WebMD: How much of addressing the opioid epidemic is understanding the science of addiction?
Collins: A lot. Part of NIH's research agenda is to understand what are the factors that predispose some people to become addicted, and not others. Some of those are genetic, some are environmental, and some are social. A significant correlation exists between individuals who have been suffering from some kind of mental health condition, [particularly depression] and the risk of becoming addicted to opioids. So we need to understand that. Something like 40% of people who are addicted to opioids have a mental health diagnosis.
WebMD: You also have funded a new long-term study to research the brains of adolescents to determine how addiction and pain might develop?

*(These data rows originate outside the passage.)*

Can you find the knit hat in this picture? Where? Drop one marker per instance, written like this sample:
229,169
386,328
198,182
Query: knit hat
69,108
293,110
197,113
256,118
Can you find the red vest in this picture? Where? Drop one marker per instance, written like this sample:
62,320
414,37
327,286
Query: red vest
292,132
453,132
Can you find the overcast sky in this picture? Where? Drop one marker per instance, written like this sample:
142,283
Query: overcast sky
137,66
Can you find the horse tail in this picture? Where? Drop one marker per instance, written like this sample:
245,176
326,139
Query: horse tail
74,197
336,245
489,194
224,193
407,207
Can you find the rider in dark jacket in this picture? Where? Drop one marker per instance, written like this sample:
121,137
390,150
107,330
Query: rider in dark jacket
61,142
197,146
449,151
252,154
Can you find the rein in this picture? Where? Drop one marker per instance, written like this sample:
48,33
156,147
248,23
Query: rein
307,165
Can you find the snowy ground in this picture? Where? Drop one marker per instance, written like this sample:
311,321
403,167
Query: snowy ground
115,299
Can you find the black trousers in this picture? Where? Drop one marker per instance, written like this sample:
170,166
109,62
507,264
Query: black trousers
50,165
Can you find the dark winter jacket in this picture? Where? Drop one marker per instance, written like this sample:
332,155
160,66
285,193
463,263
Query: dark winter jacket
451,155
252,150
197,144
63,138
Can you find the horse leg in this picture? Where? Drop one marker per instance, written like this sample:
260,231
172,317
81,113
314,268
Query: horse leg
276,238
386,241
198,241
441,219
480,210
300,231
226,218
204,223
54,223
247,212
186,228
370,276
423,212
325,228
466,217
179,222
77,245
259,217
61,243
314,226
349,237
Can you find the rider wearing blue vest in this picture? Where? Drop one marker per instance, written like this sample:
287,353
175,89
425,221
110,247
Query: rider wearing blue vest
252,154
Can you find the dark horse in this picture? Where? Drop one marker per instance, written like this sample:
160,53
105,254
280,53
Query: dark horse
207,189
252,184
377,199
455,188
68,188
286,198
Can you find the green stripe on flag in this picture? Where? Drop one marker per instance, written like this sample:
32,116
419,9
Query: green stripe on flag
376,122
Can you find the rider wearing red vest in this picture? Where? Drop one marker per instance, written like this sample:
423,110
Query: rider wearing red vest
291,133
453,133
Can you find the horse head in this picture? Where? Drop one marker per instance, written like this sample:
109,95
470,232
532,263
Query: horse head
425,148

Collins: This “ABCD” study is enrolling more than 10,000 kids across the country, and will follow them over 10 years. Already we have released the first set of data on kids that are 9 to 10 years old, 7,500 of them. The study includes extensive information about their behavior but also includes sophisticated MRI scans of the brain. If they are typical of other kids in that age group, some of them will begin to experiment with drugs and alcohol in the coming years, and we'll have a chance, because of this longitudinal survey, to see what changes occur in their performance and even in their brain anatomy. Those are the types of data that we haven't really had before on this scale.
WebMD: Did President Trump's budget proposal provide the resources you need for addressing the opioid epidemic?
Collins: The president's budget for fiscal year 2019 included a $10 billion figure for the management of the opioid epidemic across all agencies. Of this, $3 billion was specifically allocated, and $750 million was assigned to NIH. We already had $100 million proposed in an earlier version of the 2019 budget, so that makes $850 million altogether. Of that, the money targeted for the public-private partnership is $500 million. Then there is $350 million for other needs that we have for research on opioids and mental health. To have the administration put a very significant resource commitment into the budget is exactly what we hoped might happen. And rest assured that we know exactly how those dollars could be spent on the most pressing research needs, after all the planning we have done over the last year.